In the education sector, of the US$85 million that was authorized by the Catalytic Fund for the Education for All initiative for Madagascar, we were able to obtain the transfer US$15 million to UNICEF so that education programs can continue uninterrupted. Due to the political crisis and delays in project implementation, the Board of the Catalytic Fund has reallocated US$21 million to other countries. In July 2010, the Catalytic Fund will review the situation and then decide on whether to continue the program and the use of the remaining funds (US$49 million).

These various efforts were designed to avoid a situation in which the most vulnerable segments of the population targeted by our programs are disproportionally affected by the crisis. In the interest of the poor segments of the population and in order to secure their access to the benefits of development, we can only hope that conditions for the resumption of our activities will be in place soon. This is the reason why, even though the World Bank is not a member of the International Contact Group and therefore not directly involved in the current phase of mediation, we have nonetheless - within the limits of our mandate - continued to support the efforts of the institutions whose role it is to facilitate the identification of solutions to the political crisis.
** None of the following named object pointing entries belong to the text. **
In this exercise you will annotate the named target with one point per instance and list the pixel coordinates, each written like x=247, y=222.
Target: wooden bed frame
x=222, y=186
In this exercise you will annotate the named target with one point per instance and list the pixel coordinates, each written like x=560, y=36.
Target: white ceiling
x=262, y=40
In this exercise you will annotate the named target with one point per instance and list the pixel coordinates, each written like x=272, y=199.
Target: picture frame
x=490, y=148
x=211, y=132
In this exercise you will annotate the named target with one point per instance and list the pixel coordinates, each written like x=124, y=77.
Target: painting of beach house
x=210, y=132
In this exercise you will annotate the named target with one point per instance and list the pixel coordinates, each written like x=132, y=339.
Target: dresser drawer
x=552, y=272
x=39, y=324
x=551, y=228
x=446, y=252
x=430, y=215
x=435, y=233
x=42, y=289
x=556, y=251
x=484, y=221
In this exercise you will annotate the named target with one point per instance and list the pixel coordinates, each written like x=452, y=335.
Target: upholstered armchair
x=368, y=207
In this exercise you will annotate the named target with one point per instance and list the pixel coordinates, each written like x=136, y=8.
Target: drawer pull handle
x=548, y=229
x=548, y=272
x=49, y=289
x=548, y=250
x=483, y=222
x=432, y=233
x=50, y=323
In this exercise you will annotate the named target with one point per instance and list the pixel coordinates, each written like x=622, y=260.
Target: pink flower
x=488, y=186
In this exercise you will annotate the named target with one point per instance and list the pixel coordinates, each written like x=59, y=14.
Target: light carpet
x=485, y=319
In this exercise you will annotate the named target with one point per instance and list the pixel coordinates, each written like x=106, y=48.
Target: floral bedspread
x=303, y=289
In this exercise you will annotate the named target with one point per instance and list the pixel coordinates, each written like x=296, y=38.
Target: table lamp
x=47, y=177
The World Bank continues to be active in the area of analytical involvement. To this effect we are in the process of preparing a series of policy notes that will hopefully be useful in informing the public and the decision-makers about the main issues and challenges confronting the country in the various sectors and offering options for the future. The contents of these notes are discussed with the other development partners, representatives of the civil society, academic institutions, private sector and the technical staff in the ministries. We have also initiated a couple of studies on a number of strategic sectors, such as urban development, governance, agriculture marketing, health and the environment. Finally we will continue to produce monthly Economic Updates that will be posted on our web site. The last one provides details of the economic impact of the crisis in 2009. Every week that is lost to the political crisis comes with a huge cost in terms of development benefits and will only aggravate the welfare of the Malagasy population.

The World Bank will continue to monitor the situation including political developments, and periodically review the conditions under which further engagement may be warranted, to avoid that the achievements and the assets built over the last years get lost.